About:
This repository is for people who would like to reproduce the computational results of our manuscript "The Retrotransposon Copia regulates structural synaptic plasticity at the Drosophila Neuromuscular Junction".
This repository assumes users who have sudo access to an ubuntu linux distribution (either physical or in a virtual machine) and assumes some knowledge of Unix (e.g. modifying .bashrc files to modify your $PATH variable to point to binary files and/or copying binary files into an existing $PATH folder).
This repository also makes the implicit assumption that users who want to know how any given result was gathered can follow the flow of a snakefile, and have some knowledge of Python scripting.
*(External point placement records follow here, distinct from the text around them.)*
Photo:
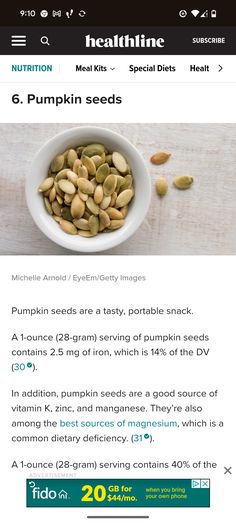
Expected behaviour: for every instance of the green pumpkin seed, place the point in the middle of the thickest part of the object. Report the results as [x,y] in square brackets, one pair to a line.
[109,185]
[71,157]
[116,224]
[93,149]
[57,163]
[89,163]
[85,234]
[114,214]
[97,160]
[98,194]
[183,181]
[79,150]
[68,227]
[56,208]
[102,172]
[77,207]
[82,172]
[85,186]
[94,208]
[81,223]
[46,184]
[104,218]
[119,162]
[61,175]
[48,206]
[76,165]
[105,202]
[93,224]
[124,198]
[67,186]
[66,214]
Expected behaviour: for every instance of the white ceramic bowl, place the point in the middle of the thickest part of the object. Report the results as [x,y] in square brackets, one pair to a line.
[72,138]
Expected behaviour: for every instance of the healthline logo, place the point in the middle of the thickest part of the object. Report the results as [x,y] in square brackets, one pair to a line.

Please write to me if you have questions!
Setup:
-
Download or clone this repository and unzip it on an Ubuntu machine, and cd to it.
-
Obtain snakemake:
https://snakemake.readthedocs.io/en/stable/getting_started/installation.html
I followed the instructions, and obtained mambaforge by downloading a shell script for my linux distro from here:
https://github.com/conda-forge/miniforge#mambaforge
Then I obtained snakemake with this command:
mamba create -c conda-forge -c bioconda -n snakemake snakemake
I tested this on snakemake version 7.19.1 -
Download long sequencing reads and illumina reads, and setup renamed shortcuts to files:
cd to the downloaded_data folder
conda activate snakemake
snakemake -s download_data.smk --cores {your_desired_core_count} -
Obtain FLAIR from here:
https://flair.readthedocs.io/en/latest/
I used FLAIR version 1.7.0 for testing and installed snakemake alongside FLAIR in a single conda environment with this command:
conda create -n flair -c conda-forge -c bioconda flair snakemake -
Obtain blat from here:
http://hgdownload.soe.ucsc.edu/admin/exe/linux.x86_64/blat/
copy the executable file to your $PATH -
Obtain the dm6 genome from here (I use wget for this):
https://hgdownload.soe.ucsc.edu/goldenPath/dm6/bigZips/dm6.fa.gz
Unzip it with gunzip dm6.fa.gz -
Obtain minimap2:
install curl (if needed) with (e.g.) sudo apt install curl
Obtain minimap2 binaries from here:
curl -L https://github.com/lh3/minimap2/releases/download/v2.17/minimap2-2.17_x64-linux.tar.bz2 | tar -jxvf -
cd to minimap2-2.17_x64-linux
copy the minimap2 executable to your $PATH -
Obtain salmon:
sudo apt install salmon
I used salmon 1.4.0 -
Obtain scipy and plotly:
conda activate snakemake
conda install scipy
conda install plotly -
Obtain kaleido:
sudo apt install python-is-python3
sudo apt install pip
pip install -U kaleido
Reproducing CNS vs. BWM isoform abundances results:
- cd to the FLAIR_isoforms folder
- conda activate flair
- snakemake -s run_flair.smk --cores {your_desired_core_count}
- examine FLAIR_isoforms/output_files/mapped_reads.counts.tsv
Reconstructing TE seeds:
- cd to the constuct_TE_seeds folder
- conda activate snakemake
- snakemake -s construct_seeds.smk --cores {your_desired_core_count}
- examine construct_TE_seeds/output_files/dm6_TE_seeds.fa
measuring copia chimeric long reads (requires "reconstructing TE seeds" as a precursor):
- cd to the chimeric_copia_reads folder
- conda activate snakemake
- snakemake -s chimeric_copia.smk --cores {your_desired_core_count)
- examine these output files:
chimeric_copia_reads/output_files/CNS_final_summary.tsv - see especially column B of the 7 copia reads that map to refseq genes and RNAi regions, around row 1275
chimeric_copia_reads/output_files/seed_mapping/CNS_seed_results.tsv (there are 1225 reads that have a >100 nucleotide match to consensus copia, but only 1224 of them have a >100 nucleotide match to the genome)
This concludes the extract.